Meet the M-One, the latest open source SLA 3D printer

Stereolithographic 3D printers, which use light to harden liquid resin into 3D objects, are dropping in price. And their price tag will likely continue to fall after two open source printers enter the market this year, one of which went up on Kickstarter today.

With its orange casing and metal body, MakeX’s M-One looks a lot like competitor FormlabsForm 1 and Form 1+ 3D printers. But it costs half the price and is open source, which means users can easily modify it, copy it and use any type of resin they want.

The M-One prints at a slightly higher resolution than the Form 1+: 20 microns compared to 25. MakeX founder Junshen Pan said in an interview that it also prints faster, but it is a larger machine and needs to have its UV light replaced more often.

Objects printed on the M-One. Photo courtesy of MakeX.

Objects printed on the M-One. Photo courtesy of MakeX.
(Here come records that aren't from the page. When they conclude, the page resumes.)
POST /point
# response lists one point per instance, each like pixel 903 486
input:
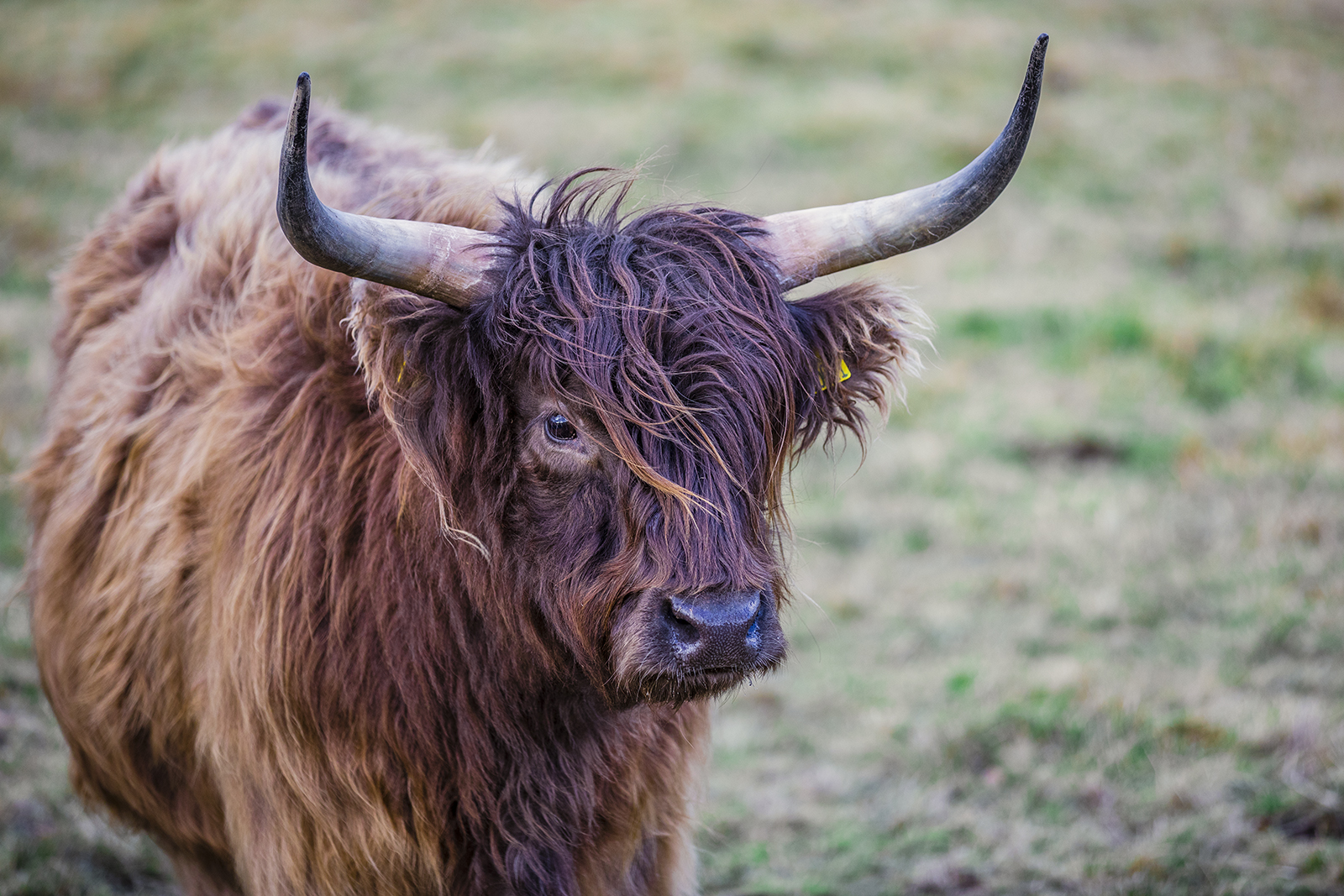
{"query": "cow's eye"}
pixel 559 429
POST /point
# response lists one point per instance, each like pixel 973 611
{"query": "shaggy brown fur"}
pixel 315 604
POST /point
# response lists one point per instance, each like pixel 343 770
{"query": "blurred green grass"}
pixel 1079 624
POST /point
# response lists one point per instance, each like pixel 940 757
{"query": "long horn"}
pixel 440 261
pixel 822 241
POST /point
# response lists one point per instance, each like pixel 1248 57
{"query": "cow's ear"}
pixel 403 344
pixel 864 340
pixel 390 327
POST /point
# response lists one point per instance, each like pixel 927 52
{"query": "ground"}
pixel 1077 624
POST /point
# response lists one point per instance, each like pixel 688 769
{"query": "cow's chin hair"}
pixel 669 687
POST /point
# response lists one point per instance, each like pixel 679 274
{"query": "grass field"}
pixel 1077 625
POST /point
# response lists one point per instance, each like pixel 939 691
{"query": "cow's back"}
pixel 202 369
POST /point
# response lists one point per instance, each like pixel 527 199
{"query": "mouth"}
pixel 674 647
pixel 698 685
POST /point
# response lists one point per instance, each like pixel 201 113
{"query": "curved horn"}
pixel 438 261
pixel 822 241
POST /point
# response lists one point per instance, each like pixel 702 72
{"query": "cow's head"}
pixel 612 403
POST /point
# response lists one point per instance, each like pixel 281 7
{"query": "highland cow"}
pixel 412 570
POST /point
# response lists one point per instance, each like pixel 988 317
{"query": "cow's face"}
pixel 612 406
pixel 616 425
pixel 662 387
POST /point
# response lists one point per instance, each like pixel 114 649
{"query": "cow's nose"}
pixel 719 631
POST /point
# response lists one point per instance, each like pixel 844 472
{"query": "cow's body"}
pixel 244 604
pixel 418 584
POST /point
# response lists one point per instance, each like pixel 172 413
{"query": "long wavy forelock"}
pixel 671 325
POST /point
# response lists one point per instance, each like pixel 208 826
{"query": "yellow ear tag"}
pixel 844 375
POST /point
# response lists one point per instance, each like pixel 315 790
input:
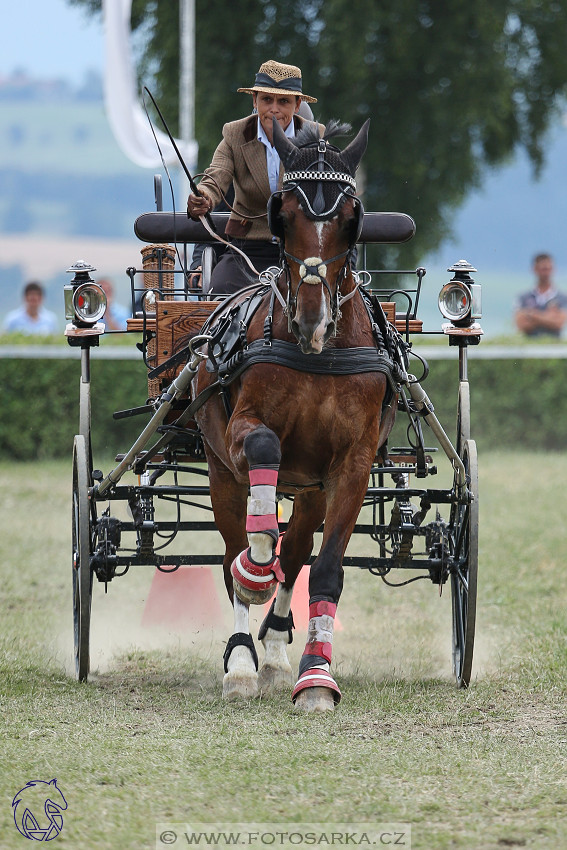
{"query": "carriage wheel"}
pixel 463 416
pixel 82 573
pixel 464 526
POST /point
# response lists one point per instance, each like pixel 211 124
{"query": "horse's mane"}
pixel 309 133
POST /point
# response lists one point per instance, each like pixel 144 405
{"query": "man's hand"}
pixel 198 205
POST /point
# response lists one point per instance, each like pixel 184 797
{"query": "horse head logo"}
pixel 37 810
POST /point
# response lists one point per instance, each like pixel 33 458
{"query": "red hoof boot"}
pixel 255 583
pixel 316 677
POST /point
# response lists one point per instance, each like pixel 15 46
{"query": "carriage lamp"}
pixel 85 300
pixel 460 299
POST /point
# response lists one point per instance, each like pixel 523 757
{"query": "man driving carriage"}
pixel 247 158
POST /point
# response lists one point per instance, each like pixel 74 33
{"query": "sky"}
pixel 500 226
pixel 62 42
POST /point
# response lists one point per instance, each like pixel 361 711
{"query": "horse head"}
pixel 317 217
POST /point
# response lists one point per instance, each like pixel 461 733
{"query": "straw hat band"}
pixel 276 78
pixel 291 83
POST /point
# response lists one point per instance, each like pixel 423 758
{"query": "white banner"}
pixel 126 116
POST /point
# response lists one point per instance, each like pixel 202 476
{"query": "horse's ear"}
pixel 352 154
pixel 284 146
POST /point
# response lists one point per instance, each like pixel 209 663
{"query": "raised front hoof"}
pixel 316 690
pixel 238 686
pixel 313 700
pixel 272 679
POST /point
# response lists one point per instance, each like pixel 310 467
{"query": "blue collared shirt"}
pixel 272 156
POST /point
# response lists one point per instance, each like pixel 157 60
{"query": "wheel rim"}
pixel 464 571
pixel 81 552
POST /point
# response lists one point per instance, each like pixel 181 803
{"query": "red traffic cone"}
pixel 185 599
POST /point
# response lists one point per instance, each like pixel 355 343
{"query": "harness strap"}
pixel 332 361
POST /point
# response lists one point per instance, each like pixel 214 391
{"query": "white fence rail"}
pixel 429 352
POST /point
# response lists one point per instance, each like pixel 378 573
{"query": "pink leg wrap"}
pixel 316 659
pixel 262 516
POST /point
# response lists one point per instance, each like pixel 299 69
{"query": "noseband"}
pixel 313 270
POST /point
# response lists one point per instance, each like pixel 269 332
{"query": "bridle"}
pixel 313 270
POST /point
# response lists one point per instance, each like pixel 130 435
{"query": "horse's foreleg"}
pixel 228 498
pixel 257 570
pixel 275 634
pixel 316 689
pixel 240 658
pixel 276 630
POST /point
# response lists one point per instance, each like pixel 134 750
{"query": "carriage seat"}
pixel 377 228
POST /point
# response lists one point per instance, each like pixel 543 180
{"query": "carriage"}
pixel 197 348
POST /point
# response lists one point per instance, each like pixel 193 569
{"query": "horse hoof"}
pixel 238 686
pixel 315 699
pixel 271 679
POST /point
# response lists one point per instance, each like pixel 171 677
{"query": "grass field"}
pixel 148 739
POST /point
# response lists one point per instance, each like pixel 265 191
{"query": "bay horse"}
pixel 287 425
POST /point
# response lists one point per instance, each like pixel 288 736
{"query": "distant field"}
pixel 69 138
pixel 149 740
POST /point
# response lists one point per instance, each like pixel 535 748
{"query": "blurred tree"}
pixel 452 88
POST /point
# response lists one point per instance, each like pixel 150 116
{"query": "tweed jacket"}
pixel 240 158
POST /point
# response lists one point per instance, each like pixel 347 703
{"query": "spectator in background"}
pixel 116 314
pixel 544 309
pixel 32 318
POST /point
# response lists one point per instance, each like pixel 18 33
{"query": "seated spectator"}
pixel 544 309
pixel 32 317
pixel 116 314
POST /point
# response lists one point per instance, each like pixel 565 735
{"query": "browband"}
pixel 333 176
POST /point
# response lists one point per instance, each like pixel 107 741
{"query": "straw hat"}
pixel 276 78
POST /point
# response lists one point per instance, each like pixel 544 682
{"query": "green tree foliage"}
pixel 452 88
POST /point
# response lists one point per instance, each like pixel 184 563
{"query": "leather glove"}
pixel 198 205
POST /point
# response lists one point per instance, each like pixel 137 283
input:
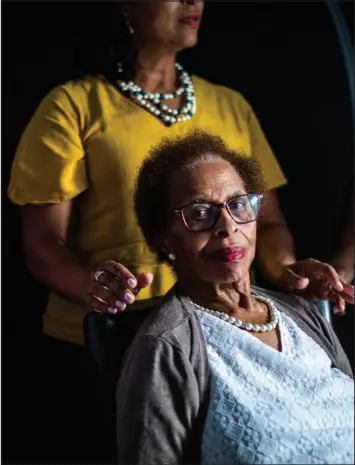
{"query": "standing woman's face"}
pixel 166 25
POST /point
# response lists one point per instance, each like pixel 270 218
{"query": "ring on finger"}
pixel 96 297
pixel 97 275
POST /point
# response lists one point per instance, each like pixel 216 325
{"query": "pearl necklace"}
pixel 153 102
pixel 274 317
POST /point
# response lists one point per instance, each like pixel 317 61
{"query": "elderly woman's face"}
pixel 170 25
pixel 225 252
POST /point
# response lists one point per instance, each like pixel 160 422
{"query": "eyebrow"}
pixel 201 199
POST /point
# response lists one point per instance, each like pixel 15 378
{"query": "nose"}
pixel 225 226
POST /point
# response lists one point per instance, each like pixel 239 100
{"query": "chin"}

Stereolithographic 3D printers (SLA) somewhat resemble an upside down version of fused deposition modeling 3D printers, which melt plastic and then lay it down on a print bed before it hardens, slowly building up layer by layer. In an SLA printer, the print bed is upside down and slowly rises away from a vat of resin as the 3D object is formed by a laser.

The M-One incorporates an unusual resin vat that tilts as each layer is added. It also has a soft bottom, which needs to be replaced regularly.

The tilting resin vat. Gif courtesy of MakeX.

The tilting resin vat. Gif courtesy of MakeX.

Pan founded MakeX after finding prototyping on existing 3D printers frustrating.

“I found it is really a pain to follow a complex process to operate a (hobby-grade 3D printer), wasting hours on just dealing with the inconvenient process,” Pan said. “So I told my concern to my friends. We agreed on the same decision: Make a simple, beautiful, highly integrated printer for designers.”

He hopes that the feedback gained from the first generation machine will lead to an even better model.

As of 5 p.m. PT on its first day, the Kickstarter campaign has raised nearly $55,000 of its $100,000 goal. The M-One costs between $1,699 and $3,999 and will ship to backers starting in November.